You are viewing a plain text version of this content. The canonical link for it is here.

Posted to dev@calcite.apache.org by Julian Hyde <ju...@hydromatic.net> on 2014/08/18 21:29:54 UTC

NOT IN and NULL values (OPTIQ-373)

I’m trying to figure out how to attack the NOT IN bug, https://issues.apache.org/jira/browse/OPTIQ-373  (I thought I’d addressed it — see JdbcTest.testNotInQueryWithNull — but I wrote the test case wrong, and we do indeed have a problem.)

I’d like to translate NOT IN similarly to how we translate IN, EXISTS, NOT EXISTS and scalar sub-queries (i.e. to some combination of a join, probably an outer join, on top of an aggregate). Then have a rule that recognizes that pattern and translates to SemiJoin.

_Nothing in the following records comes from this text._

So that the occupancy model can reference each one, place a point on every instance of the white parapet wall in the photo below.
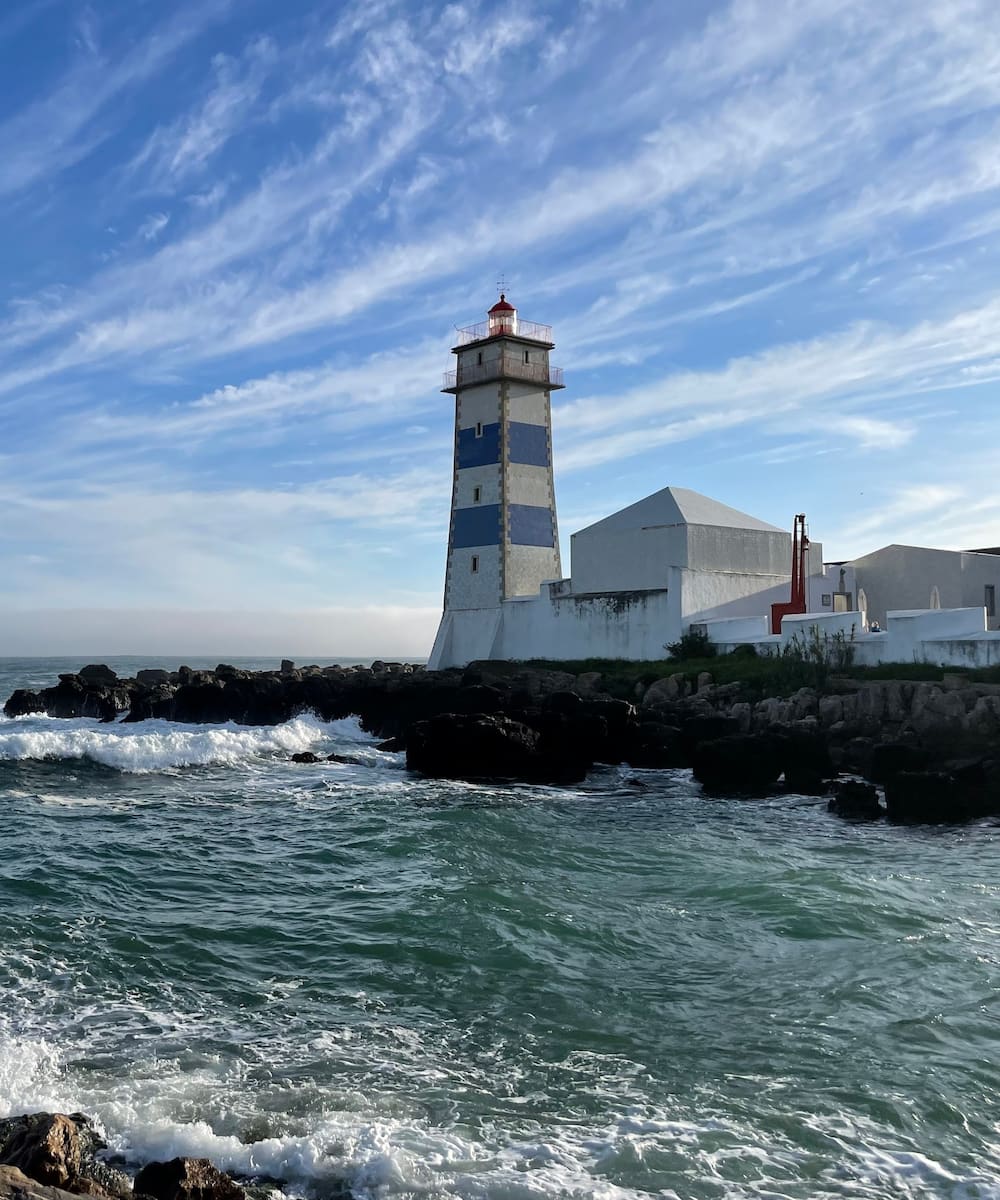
(940, 636)
(561, 624)
(732, 630)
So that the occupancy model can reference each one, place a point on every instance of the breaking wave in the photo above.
(162, 745)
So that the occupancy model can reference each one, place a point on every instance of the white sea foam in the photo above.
(381, 1153)
(162, 745)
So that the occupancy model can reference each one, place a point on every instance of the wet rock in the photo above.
(24, 702)
(664, 690)
(186, 1179)
(930, 797)
(706, 727)
(738, 765)
(656, 745)
(890, 757)
(60, 1151)
(461, 745)
(97, 672)
(807, 760)
(856, 801)
(151, 676)
(15, 1185)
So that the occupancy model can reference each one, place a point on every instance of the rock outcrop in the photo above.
(186, 1179)
(61, 1152)
(513, 720)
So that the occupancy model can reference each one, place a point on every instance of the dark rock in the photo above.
(738, 765)
(806, 759)
(481, 699)
(890, 757)
(654, 745)
(855, 755)
(186, 1179)
(461, 745)
(23, 702)
(856, 801)
(960, 791)
(15, 1185)
(695, 730)
(926, 796)
(97, 672)
(151, 676)
(59, 1151)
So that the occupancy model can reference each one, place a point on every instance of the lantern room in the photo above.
(503, 318)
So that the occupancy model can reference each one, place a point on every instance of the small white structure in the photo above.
(917, 577)
(956, 637)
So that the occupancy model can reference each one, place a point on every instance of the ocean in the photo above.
(341, 978)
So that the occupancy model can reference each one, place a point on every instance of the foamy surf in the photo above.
(162, 745)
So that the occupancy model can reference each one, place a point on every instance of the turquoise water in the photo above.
(331, 975)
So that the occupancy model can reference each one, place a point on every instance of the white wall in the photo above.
(940, 636)
(628, 559)
(897, 577)
(557, 624)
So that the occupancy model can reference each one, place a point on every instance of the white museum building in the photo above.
(641, 576)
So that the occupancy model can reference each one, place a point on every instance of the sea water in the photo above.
(342, 976)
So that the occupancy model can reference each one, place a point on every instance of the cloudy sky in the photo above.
(237, 238)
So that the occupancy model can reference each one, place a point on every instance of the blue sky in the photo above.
(237, 238)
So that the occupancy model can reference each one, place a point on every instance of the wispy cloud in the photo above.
(237, 243)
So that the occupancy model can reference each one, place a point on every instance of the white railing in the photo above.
(508, 366)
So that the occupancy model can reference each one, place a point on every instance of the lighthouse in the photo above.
(503, 538)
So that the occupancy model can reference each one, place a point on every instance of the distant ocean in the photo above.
(341, 976)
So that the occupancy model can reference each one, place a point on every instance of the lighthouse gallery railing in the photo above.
(507, 366)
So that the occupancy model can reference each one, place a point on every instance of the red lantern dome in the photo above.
(503, 317)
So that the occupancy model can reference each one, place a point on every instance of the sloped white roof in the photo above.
(680, 505)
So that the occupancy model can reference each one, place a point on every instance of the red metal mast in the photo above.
(800, 544)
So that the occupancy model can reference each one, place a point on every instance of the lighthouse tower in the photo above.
(503, 539)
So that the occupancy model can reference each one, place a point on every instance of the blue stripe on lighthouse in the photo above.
(531, 526)
(475, 527)
(479, 451)
(528, 444)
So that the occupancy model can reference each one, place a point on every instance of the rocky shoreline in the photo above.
(51, 1156)
(910, 751)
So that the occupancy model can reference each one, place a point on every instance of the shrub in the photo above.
(694, 645)
(746, 651)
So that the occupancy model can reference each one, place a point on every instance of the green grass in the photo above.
(760, 676)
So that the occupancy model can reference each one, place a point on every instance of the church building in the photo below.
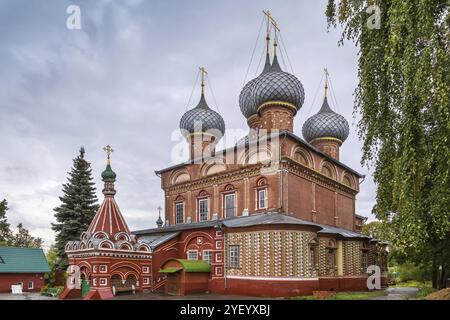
(274, 215)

That seems more roundabout than going straight to semi-join, but (1) it will allow NOT IN queries to run on back-ends that do not have an implementation of SemiJoin, and (2) it should allow us to do decorrelation, (3) it should allow us to represent cases that cannot be represented as semi-join, e.g. ‘(x NOT IN subquery) IS UNKNOWN OR otherCondition'

There are a bunch of ways to translate the query where you first check then whether the sub-query returns NULL then, then run again using 2-valued boolean semantics.

For example, the query

SELECT * FROM d
WHERE d NOT IN (
  SELECT d FROM e)

can be translated to

SELECT * FROM d
WHERE NOT EXISTS (SELECT 1 FROM e WHERE deptno IS NULL)
AND deptno IN (SELECT deptno FROM e WHERE deptno IS NOT NULL)

But in so doing, we have duplicated the sub-query. That places a big burden on the rule that would recognize the two identical sub-queries and convert to some variant of semi-join.

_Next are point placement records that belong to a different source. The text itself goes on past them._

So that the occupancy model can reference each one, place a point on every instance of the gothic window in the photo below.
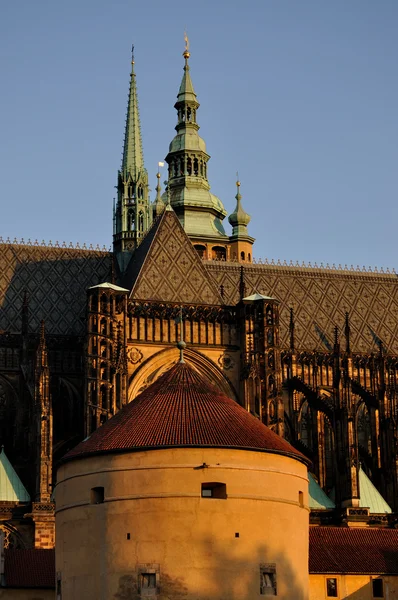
(201, 250)
(103, 326)
(268, 580)
(130, 220)
(104, 403)
(218, 253)
(364, 428)
(305, 423)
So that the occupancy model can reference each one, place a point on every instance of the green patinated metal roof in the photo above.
(108, 286)
(318, 500)
(370, 497)
(257, 296)
(11, 487)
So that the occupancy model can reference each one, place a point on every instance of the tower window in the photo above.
(201, 250)
(219, 253)
(377, 588)
(331, 587)
(268, 580)
(97, 495)
(214, 489)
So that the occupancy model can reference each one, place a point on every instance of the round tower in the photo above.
(182, 494)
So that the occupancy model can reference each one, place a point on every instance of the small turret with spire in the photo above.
(199, 211)
(241, 241)
(132, 213)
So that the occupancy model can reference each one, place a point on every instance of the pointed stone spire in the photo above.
(158, 205)
(239, 219)
(133, 213)
(199, 211)
(241, 241)
(133, 159)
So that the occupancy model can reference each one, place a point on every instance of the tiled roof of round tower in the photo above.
(181, 409)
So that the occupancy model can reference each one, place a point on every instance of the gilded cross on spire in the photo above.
(186, 54)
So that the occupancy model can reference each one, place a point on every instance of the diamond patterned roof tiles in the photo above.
(353, 550)
(32, 568)
(320, 299)
(182, 409)
(49, 274)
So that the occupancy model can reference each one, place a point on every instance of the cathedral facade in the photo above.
(311, 351)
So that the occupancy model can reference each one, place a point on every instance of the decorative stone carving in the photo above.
(134, 356)
(226, 362)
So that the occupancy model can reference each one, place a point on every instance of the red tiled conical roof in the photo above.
(181, 409)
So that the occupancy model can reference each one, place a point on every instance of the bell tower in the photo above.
(132, 213)
(200, 212)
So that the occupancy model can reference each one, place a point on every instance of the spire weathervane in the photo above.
(186, 53)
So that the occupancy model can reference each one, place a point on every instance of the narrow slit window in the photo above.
(331, 587)
(268, 580)
(377, 588)
(97, 495)
(214, 489)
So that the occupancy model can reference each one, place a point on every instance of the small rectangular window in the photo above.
(97, 495)
(331, 587)
(268, 580)
(377, 588)
(148, 581)
(214, 489)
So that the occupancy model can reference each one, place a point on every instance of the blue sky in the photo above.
(299, 96)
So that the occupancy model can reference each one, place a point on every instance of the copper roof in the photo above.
(353, 550)
(29, 568)
(182, 409)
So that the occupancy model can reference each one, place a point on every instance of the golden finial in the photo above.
(186, 53)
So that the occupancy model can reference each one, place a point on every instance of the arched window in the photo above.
(218, 253)
(130, 220)
(201, 250)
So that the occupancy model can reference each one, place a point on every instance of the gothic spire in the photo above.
(133, 159)
(199, 211)
(239, 219)
(133, 213)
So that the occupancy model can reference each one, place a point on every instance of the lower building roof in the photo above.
(32, 568)
(357, 550)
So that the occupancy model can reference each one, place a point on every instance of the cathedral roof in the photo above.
(181, 409)
(167, 268)
(320, 297)
(11, 487)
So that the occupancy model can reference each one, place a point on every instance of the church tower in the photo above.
(132, 214)
(200, 212)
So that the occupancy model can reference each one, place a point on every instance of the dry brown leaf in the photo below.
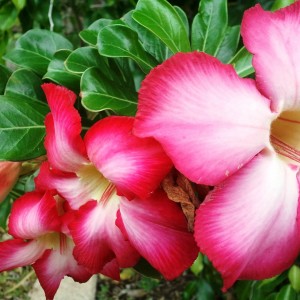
(179, 189)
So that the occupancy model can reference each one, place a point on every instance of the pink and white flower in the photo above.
(241, 135)
(36, 224)
(110, 177)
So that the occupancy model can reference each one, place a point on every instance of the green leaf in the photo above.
(242, 62)
(197, 266)
(90, 34)
(209, 26)
(4, 75)
(100, 93)
(8, 16)
(83, 58)
(5, 208)
(287, 293)
(229, 44)
(151, 43)
(281, 3)
(121, 41)
(161, 18)
(294, 277)
(143, 267)
(26, 84)
(35, 49)
(58, 73)
(19, 4)
(22, 128)
(184, 19)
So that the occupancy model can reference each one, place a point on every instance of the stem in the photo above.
(50, 15)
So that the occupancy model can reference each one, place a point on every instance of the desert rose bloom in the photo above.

So, is there a translation that only uses one copy of the query?

Julian

Re: NOT IN and NULL values (OPTIQ-373)

Posted by Julian Hyde <ju...@hydromatic.net>.

On Tue, Aug 19, 2014 at 8:22 AM, Vladimir Sitnikov
<si...@gmail.com> wrote:
>
> Do you have real life cases that require this not in semantics?
>
> In my experience, this behaviour is typically unexpected by developers.
> I admit we want a compliant implementation, however I wonder if it is worth
> tuning these kind of queries.

I've never come across a case where a developer wanted the bizarre
null-semantics of NOT IN. But as you say, it's the standard, so we
don't have a choice to change it.

I agree that we should not spend a great deal of effort optimizing
these queries.

There are cases where it is convenient to express a query using NOT IN
rather than say NOT EXISTS. If you are sure that your sub-query will
never return NULL, it's a reasonable thing to do. For example, all
departments with no female employees:

SELECT * FROM dept
WHERE deptno NOT IN (SELECT deptno FROM emp WHERE gender = 'F')

is more concise than

SELECT * FROM dept
WHERE NOT EXISTS (
  SELECT 1 FROM emp
  WHERE emp.deptno = dept.deptno
  AND emp.gender = 'F')

and is "safe" because emp.deptno has a NOT NULL constraint.

>
> >(2) it should allow us to do decorrelation
> Can you please explain what is that?

Decorrelation is the process of converting a query that contains one
or more correlated sub-queries (i.e. sub-queries that reference
columns on a table in an enclosing query) into an equivalent query
that has no correlated sub-queries.

Queries without correlations are easier to optimize and are usually
more efficient at run time.

> > (3) it should allow us to represent cases that cannot be represented as
> > semi-join, e.g. ‘(x NOT IN subquery) IS UNKNOWN OR otherCondition'

> Can you please explain why this cannot be represented as a semi-join?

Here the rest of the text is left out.